Calvadosia cruxmelitensis

Scientific classification
- Kingdom: Animalia
- Phylum: Cnidaria
- Class: Staurozoa
- Order: Stauromedusae
- Family: Kishinouyeidae
- Genus: Calvadosia
- Species: C. cruxmelitensis
- Binomial name: Calvadosia cruxmelitensis (Corbin, 1978)
- Synonyms: Lucernariopsis cruxmelitensis Corbin, 1978;

= Calvadosia cruxmelitensis =

- Authority: (Corbin, 1978)
- Synonyms: Lucernariopsis cruxmelitensis Corbin, 1978

Species of jellyfish

Calvadosia cruxmelitensis is a stalked jellyfish which inhabits the intertidal and sublittoral zones of rocky coasts in south-western England and the Atlantic coast of Ireland.

==Name==
The Latin name of this species, cruxmelitensis, refers to the arrangement of the white nematocyst capsules (stinging organs) in the distinctive pattern of a Maltese Cross. In 2010, Natural England, the Guardian and the Oxford University Museum of Natural History ran a competition asking members of the public to provide a common name for this species. The name St John's jellyfish was eventually chosen. Runner up names included Marmalade shred jellyfish and Maltese cross medusa.

==Description==
C. cruxmelitensis is the smallest member of the stalked jellyfishes growing to a maximum of 1.2 cm in diameter and 0.8 cm in height. It characteristically appears 'stalkless', although in fact it attaches to its location via a short stalk that terminates in a broad basal disc. It appears to have the unusual capacity to hold itself very rigidly in this posture, even when subjected to agitation caused by tidal flow.

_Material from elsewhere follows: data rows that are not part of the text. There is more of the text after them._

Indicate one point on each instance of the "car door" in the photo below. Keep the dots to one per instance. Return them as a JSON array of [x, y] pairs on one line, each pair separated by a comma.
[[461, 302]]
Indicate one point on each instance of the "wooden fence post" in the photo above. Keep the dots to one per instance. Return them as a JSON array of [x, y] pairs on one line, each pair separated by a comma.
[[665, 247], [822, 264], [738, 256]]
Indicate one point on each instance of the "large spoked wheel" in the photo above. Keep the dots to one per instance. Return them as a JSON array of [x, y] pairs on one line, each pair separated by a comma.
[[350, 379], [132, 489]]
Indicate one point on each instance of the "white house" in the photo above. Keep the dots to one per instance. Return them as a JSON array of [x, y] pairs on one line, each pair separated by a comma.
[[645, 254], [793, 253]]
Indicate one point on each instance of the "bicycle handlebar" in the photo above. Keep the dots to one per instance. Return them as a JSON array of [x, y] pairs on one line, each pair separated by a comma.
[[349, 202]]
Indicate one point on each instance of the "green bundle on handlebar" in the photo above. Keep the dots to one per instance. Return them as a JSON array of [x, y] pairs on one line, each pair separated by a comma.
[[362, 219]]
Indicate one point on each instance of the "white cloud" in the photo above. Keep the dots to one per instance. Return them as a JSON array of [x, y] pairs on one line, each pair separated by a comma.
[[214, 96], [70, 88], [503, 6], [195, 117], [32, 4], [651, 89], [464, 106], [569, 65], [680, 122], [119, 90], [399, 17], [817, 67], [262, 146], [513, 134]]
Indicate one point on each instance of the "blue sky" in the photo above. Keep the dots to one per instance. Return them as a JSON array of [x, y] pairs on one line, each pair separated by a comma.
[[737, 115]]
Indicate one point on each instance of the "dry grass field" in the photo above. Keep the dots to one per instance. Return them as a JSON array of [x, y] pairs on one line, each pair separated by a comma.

Calvadosia cruxmelitensis has a translucent, maroon, broad funnel-shaped bell which is divided by hollow septa. The septa walls contain the gonads, which are thick, linear and Y-shaped, joining at the base of the bell and then extending outwards to the arms. It has eight arms which are arranged in a circle. On the end of each arm is a cluster of up to thirty five tentacles, each of which has a rounded head. Unlike Haliclystus salpinx, C. cruxmelitensis does not have tentacle anchors.

==Distribution==
Originally identified inhabiting Wembury Bay, Devon, C. cruxmelitensis is now known to live on the Atlantic coasts of Ireland and the south-west coast of England, specifically from Swanage to North Devon. The English population has undergone a severe reduction in size in recent years, its numbers dropping by 90% from the 1970s to 2005.

==Habitat==
It is found on rocky shores which are exposed to moderately strong currents and waves. It lives in shallow water (sublittorally) or close the low tide mark (intertidally). Unlike most stalked jellyfish it does not attach itself to marine eelgrass, preferring to inhabit Irish moss and false Irish moss.

==Lifecycle==
Members of this species are gonochoristic, that is they are either male or female in gender. Individuals are believed to reach sexual maturity at about half of their maximum size. Gametes are produced from the gonads, which are located on the sepal walls, and shed into the surrounding water where fertilisation takes place. The resultant zygote develops into a free swimming planula larva before attaching itself to a suitable site. Once attached the larva encysts before developing into a small polyp followed by the adult form. Like all stalked jellyfish, a single C. cruximelitensis individual is believed to live for only one year. Numbers of this species in a given location are greatest in mid-winter and lowest in mid-summer.

==Genome and phylogenetic position==
A draft genome has been published and its phylogenetic position relative to other Cnidaria has been determined using genome-scale data. Its genome is relatively compact (~210 megabases) compared to other cnidarians and other animals.